Pereira has to maintain a specific posture to ensure that she will hit her maximum speed.

She should scissor her thighs to minimise the knee gap at touchdown. The angle of her leg that is anchored to the ground has to be about 156 to 160 degrees.

While the legs are vital, the upper body has to provide support. Her arms have to be perfectly synchronised with her leg movements.

Cunha is trying to help Pereira find the ideal position where her knee is positioned in front of the ankle throughout the sprint. But this is very hard to do.


This video demonstrates Pereira’s point about braking. When her leg is on the ground and her knees are in line, it tells her that she is braking less.

This allows her to stride freely and hit her top speed.


Can you guess Pereira’s maximum stride length during the fastest part of the 100m race?

Pereira’s maximum stride length is roughly 227cm.

Pereira’s stride today is about 20cm longer than it was in 2017.


Time determined from torso position

The finish is possibly the least technical part of the race. There are many versions of the dip and some runners even dive across the line.

The priority is to push her shoulders as far forward as possible. In a photo finish, it is the position of the torso that determines who wins the race.

Cunha has taught Pereira a few key things. To not panic. To maintain the correct form until the last step and keep her head low. And to ensure she times her dip perfectly.


Practice, hopefully, will make perfect.

Because the complicated journey to the Asian Games is not finished yet.


Data is crucial to Pereira’s success but Cunha is careful not to overload her with it.

He makes sense of sport through the numbers he gathers. You see one fluid race, he sees a footrace broken into multiple sections. His world is files and data and his life is a collection of Pereira’s timings, steps taken and flight times. He’s a professor on the track and a student in front of his laptop.

The lean Pereira is the opposite. She is an athlete of instinct who is guided by feel. One might say she’s an artist and Cunha is a scientist.

Their partnership works because the coach does not overload the runner. He passes on information on a need-to-know basis and she trusts him because his method is working. If he says her left foot is weaker, he won’t explain the data that confirms it. He’ll just help her fix it.

From the High Performance Laboratory at the Singapore Sports Institute to the track, from the Altitude House to the gym, Pereira’s form has been investigated, her races analysed, her muscles toned and her stride examined by high-speed cameras.
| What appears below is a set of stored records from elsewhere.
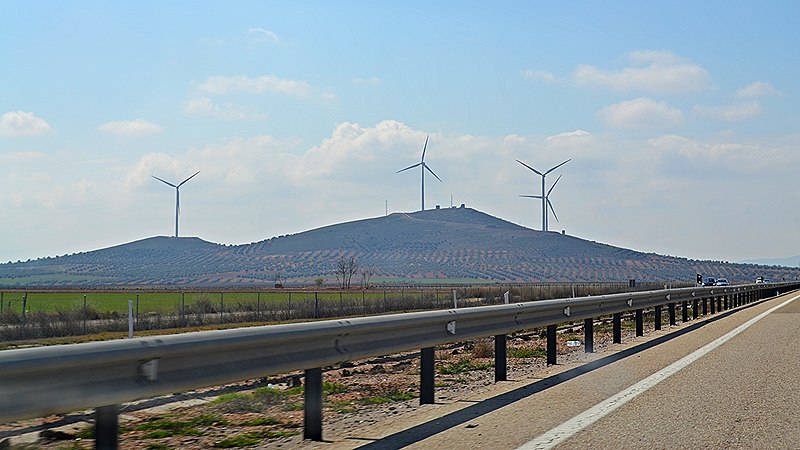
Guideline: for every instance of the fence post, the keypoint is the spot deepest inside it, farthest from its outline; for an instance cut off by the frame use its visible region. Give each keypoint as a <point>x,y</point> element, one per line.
<point>106,427</point>
<point>221,307</point>
<point>657,317</point>
<point>84,313</point>
<point>427,375</point>
<point>312,411</point>
<point>500,358</point>
<point>588,335</point>
<point>551,345</point>
<point>639,323</point>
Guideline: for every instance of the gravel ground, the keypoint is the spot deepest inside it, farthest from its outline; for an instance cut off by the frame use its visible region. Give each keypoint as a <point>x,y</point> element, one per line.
<point>267,413</point>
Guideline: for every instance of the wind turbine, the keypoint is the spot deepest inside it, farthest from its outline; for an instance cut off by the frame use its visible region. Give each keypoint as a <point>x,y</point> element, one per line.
<point>544,195</point>
<point>549,204</point>
<point>177,196</point>
<point>423,167</point>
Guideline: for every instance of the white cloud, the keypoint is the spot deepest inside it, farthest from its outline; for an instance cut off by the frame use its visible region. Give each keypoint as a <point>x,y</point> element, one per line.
<point>130,128</point>
<point>641,114</point>
<point>258,35</point>
<point>21,123</point>
<point>371,81</point>
<point>207,108</point>
<point>221,85</point>
<point>538,75</point>
<point>651,71</point>
<point>756,89</point>
<point>571,135</point>
<point>729,113</point>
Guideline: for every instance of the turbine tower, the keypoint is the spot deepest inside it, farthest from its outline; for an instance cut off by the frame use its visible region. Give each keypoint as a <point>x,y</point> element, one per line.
<point>544,195</point>
<point>423,168</point>
<point>177,196</point>
<point>546,225</point>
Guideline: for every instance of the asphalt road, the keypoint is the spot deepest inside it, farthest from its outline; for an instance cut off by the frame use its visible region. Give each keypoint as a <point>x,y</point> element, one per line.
<point>740,393</point>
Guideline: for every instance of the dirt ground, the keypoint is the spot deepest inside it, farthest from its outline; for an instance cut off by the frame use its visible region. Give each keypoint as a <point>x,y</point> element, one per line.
<point>268,412</point>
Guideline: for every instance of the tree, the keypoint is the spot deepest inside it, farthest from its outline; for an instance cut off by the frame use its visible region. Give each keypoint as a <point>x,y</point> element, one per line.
<point>366,274</point>
<point>345,268</point>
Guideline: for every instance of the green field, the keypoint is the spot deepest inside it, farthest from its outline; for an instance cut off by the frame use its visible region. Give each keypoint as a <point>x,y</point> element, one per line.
<point>170,302</point>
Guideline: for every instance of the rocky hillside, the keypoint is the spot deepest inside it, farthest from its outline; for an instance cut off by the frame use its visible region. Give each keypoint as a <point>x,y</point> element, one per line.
<point>445,244</point>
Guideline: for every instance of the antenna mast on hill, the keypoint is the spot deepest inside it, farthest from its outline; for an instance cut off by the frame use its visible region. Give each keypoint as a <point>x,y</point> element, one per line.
<point>544,197</point>
<point>423,168</point>
<point>177,196</point>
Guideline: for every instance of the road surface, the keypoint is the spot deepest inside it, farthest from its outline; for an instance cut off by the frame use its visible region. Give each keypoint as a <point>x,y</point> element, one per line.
<point>725,381</point>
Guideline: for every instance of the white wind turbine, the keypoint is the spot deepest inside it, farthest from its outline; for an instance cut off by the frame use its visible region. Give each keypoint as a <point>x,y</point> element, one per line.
<point>544,196</point>
<point>177,196</point>
<point>423,168</point>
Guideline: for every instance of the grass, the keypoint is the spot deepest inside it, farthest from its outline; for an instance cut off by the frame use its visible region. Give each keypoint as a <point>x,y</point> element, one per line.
<point>167,427</point>
<point>527,353</point>
<point>253,438</point>
<point>463,366</point>
<point>388,397</point>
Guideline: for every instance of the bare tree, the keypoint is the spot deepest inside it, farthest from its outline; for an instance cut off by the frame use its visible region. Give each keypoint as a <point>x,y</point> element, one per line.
<point>345,268</point>
<point>366,274</point>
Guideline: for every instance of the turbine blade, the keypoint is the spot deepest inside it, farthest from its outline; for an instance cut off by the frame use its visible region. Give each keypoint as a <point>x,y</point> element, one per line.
<point>556,167</point>
<point>429,170</point>
<point>163,181</point>
<point>409,167</point>
<point>554,185</point>
<point>552,209</point>
<point>540,173</point>
<point>184,181</point>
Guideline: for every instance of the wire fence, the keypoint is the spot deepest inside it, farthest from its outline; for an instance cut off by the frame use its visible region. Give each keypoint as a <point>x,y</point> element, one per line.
<point>47,314</point>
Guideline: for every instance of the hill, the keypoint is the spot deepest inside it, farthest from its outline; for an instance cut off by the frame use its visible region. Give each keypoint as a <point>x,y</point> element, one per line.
<point>441,244</point>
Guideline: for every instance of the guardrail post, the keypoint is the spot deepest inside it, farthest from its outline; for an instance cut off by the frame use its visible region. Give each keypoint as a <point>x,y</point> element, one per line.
<point>500,359</point>
<point>657,317</point>
<point>427,373</point>
<point>551,344</point>
<point>312,411</point>
<point>588,335</point>
<point>106,427</point>
<point>639,323</point>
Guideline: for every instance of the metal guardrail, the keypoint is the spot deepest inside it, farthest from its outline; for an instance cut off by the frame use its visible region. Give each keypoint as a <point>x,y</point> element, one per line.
<point>49,380</point>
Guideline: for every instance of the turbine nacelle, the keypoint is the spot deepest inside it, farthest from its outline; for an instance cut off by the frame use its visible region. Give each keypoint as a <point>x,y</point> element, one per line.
<point>177,196</point>
<point>423,168</point>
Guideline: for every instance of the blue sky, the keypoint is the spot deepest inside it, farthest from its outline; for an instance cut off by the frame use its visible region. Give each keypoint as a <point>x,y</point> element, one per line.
<point>680,119</point>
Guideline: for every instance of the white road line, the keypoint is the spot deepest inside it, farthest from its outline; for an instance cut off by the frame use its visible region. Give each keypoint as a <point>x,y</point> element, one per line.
<point>572,426</point>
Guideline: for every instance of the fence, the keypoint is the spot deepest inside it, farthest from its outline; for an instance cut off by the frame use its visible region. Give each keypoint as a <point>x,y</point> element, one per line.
<point>43,314</point>
<point>104,374</point>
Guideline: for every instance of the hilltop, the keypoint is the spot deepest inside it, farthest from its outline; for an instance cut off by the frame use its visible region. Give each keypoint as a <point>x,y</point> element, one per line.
<point>445,244</point>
To her work ethic has been brought the expertise of dieticians, psychologists and biomechanists.

Pereira has run hundreds of miles in practice and they have flown thousands of kilometres in search of her best. This year, she has competed in New Zealand, Australia, Thailand, Germany, Hungary, Switzerland and Cambodia, leaving her footprints across the world.

As at Sept 17, she has five of the top 10 100m timings in Asia in 2023 and eight of the top 10 200m timings.

The 100m might seem a very short race. But Pereira has come a very long way.

How ST developed this story

The Straits Times got an exclusive peek into their world when it spent a day with Pereira and coach Cunha, filming the athlete at the track and at the High Performance Laboratory at the Singapore Sports Institute, and listening to them dissect their craft and explain her improvement.

Both the digital graphics and video teams have put together this interactive to help people understand the science – and art – behind the sprint.

We paired slow-motion videos captured via three different camera angles with the careful biomechanical annotations provided by Cunha. The design teams were able to bring to life the details of how she has improved her run through motion graphics.

Data was obtained from Cunha, the Singapore Sports Institute and the World Athletics Organisation.